Logo Bloomberg Technoz

Satgas Damai Cartenz Tangkap 2 KKB Penembak Ojek di Papua

Dovana Hasiana
21 April 2026 09:00

Sejumlah remaja menurut TNI direkrut kelompok separatis teroris (KST) KKB Papua pimpinan Egianus Kogoya. (Dok:Kapendam Cenderawasih)
Sejumlah remaja menurut TNI direkrut kelompok separatis teroris (KST) KKB Papua pimpinan Egianus Kogoya. (Dok:Kapendam Cenderawasih)

Bloomberg Technoz, Jakarta - Personel gabungan Satuan Tugas Operasi Damai Cartenz atau Satgas Damai Cartenz-2026 dan Kepolisian Resor Pegunungan Bintang menangkap dua anggota kelompok kriminal bersenjata (KKB) Kodap XXXV Bintang Timur, yakni EK (22 tahun) dan RS (23 tahun). Satgas menangkap keduanya sekitar pukul 20.45 WIT di Distrik Oksibil, Kabupaten Pegunungan Bintang, Ahad (19/04/2026).

Berdasarkan data polisi, EK sudah masuk Daftar Pencarian Orang (DPO) terkait kasus pembunuhan terhadap tiga tukang ojek yang terjadi pada 5 Desember 2022 di Kampung Mangabib, Distrik Oksebang. Peristiwa tersebut tercatat dalam Laporan Polisi Nomor: LP/B/31/XII/2022/Papua/Res Pegunungan Bintang.

“Berhasil mengamankan dua pelaku tanpa perlawanan berarti,” kata Kepala Satuan Tugas Humas Operasi Damai Cartenz 2026, Komisaris Besar Yusuf Sutejo dikutip dari laman Humas Polri, Selasa (21/04/2026).

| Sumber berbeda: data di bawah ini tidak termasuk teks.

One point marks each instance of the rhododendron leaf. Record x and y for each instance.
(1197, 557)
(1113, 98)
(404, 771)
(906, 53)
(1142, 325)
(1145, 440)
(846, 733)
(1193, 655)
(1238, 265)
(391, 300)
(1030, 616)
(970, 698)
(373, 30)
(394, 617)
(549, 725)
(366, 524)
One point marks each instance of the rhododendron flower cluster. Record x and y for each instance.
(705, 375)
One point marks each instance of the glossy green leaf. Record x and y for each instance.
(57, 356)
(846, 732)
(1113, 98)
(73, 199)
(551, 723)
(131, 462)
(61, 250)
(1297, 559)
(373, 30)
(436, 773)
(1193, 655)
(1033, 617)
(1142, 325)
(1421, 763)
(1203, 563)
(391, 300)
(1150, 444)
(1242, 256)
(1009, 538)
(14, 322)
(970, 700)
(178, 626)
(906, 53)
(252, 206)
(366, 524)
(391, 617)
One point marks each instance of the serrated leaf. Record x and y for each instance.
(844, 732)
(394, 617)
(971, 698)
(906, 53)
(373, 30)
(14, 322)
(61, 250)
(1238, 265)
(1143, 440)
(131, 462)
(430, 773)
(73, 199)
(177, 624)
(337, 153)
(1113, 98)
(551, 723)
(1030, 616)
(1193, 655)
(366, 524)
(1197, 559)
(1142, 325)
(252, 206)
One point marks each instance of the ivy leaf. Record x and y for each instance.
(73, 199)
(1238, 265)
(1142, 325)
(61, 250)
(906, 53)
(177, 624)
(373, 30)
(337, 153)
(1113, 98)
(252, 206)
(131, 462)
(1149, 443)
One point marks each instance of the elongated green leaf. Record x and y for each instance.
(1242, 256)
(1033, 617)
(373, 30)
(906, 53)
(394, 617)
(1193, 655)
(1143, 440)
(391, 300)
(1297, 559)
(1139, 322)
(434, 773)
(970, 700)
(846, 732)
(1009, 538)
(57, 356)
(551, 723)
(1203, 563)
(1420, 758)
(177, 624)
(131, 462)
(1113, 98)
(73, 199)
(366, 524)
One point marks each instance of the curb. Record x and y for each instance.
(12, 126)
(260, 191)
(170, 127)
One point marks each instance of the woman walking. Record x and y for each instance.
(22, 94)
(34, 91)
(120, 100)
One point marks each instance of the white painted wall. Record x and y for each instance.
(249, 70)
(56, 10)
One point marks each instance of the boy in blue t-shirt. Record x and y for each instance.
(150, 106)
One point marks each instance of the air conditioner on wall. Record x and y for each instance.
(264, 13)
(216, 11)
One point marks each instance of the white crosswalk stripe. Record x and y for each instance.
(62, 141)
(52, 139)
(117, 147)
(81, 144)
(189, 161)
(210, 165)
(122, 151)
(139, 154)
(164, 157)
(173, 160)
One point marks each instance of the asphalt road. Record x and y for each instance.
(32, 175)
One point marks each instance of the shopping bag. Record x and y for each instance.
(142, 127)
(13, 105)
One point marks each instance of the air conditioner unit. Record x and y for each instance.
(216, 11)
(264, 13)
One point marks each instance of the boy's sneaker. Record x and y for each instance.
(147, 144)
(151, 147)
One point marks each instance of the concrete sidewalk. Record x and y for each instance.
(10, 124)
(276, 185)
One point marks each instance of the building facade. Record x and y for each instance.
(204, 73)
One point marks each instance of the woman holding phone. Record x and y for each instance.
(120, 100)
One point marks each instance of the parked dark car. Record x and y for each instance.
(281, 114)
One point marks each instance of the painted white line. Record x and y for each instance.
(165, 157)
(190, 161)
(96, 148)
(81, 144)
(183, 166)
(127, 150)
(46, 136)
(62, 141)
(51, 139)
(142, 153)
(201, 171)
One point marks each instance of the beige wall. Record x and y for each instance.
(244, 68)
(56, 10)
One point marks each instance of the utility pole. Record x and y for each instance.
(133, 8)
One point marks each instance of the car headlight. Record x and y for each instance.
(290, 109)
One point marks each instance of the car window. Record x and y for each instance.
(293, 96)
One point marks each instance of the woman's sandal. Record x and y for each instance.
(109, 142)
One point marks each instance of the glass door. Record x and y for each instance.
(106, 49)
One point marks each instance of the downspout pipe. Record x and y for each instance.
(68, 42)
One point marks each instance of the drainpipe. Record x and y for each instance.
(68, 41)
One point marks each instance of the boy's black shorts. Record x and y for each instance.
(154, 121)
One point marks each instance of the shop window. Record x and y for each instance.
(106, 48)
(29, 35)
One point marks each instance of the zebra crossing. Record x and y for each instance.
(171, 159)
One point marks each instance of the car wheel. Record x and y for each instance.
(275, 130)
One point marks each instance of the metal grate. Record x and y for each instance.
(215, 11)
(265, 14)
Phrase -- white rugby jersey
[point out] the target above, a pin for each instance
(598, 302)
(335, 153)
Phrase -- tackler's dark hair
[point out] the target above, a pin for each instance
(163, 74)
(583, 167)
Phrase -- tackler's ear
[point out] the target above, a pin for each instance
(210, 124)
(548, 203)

Selain itu, kata dia, EK juga tercatat terlibat dalam sejumlah aksi kekerasan lainnya, di antaranya penembakan serta pembakaran fasilitas umum yang terjadi secara beruntun pada 7, 9, 11, 12, dan 14 Januari 2023 di Distrik Serambakon. Ia juga diduga kuat ambil bagian dalam penyerangan terhadap Pos Satgas Rajawali di Kampung Mimin, Distrik Oksop, pada 27 Mei 2025.

Sementara itu, RS diduga terlibat dalam penyerangan terhadap Pos Satgas Rajawali di lokasi dan waktu yang sama. Berdasarkan catatan kepolisian, RS juga mantan narapidana kasus pencurian telepon genggam yang terjadi pada 7 September 2020 di Jalan Yapimakot, Pegunungan Bintang. Dalam kasus itu, dia telah menjalani hukuman pidana penjara selama dua tahun berdasarkan putusan pengadilan pada 26 Januari 2021.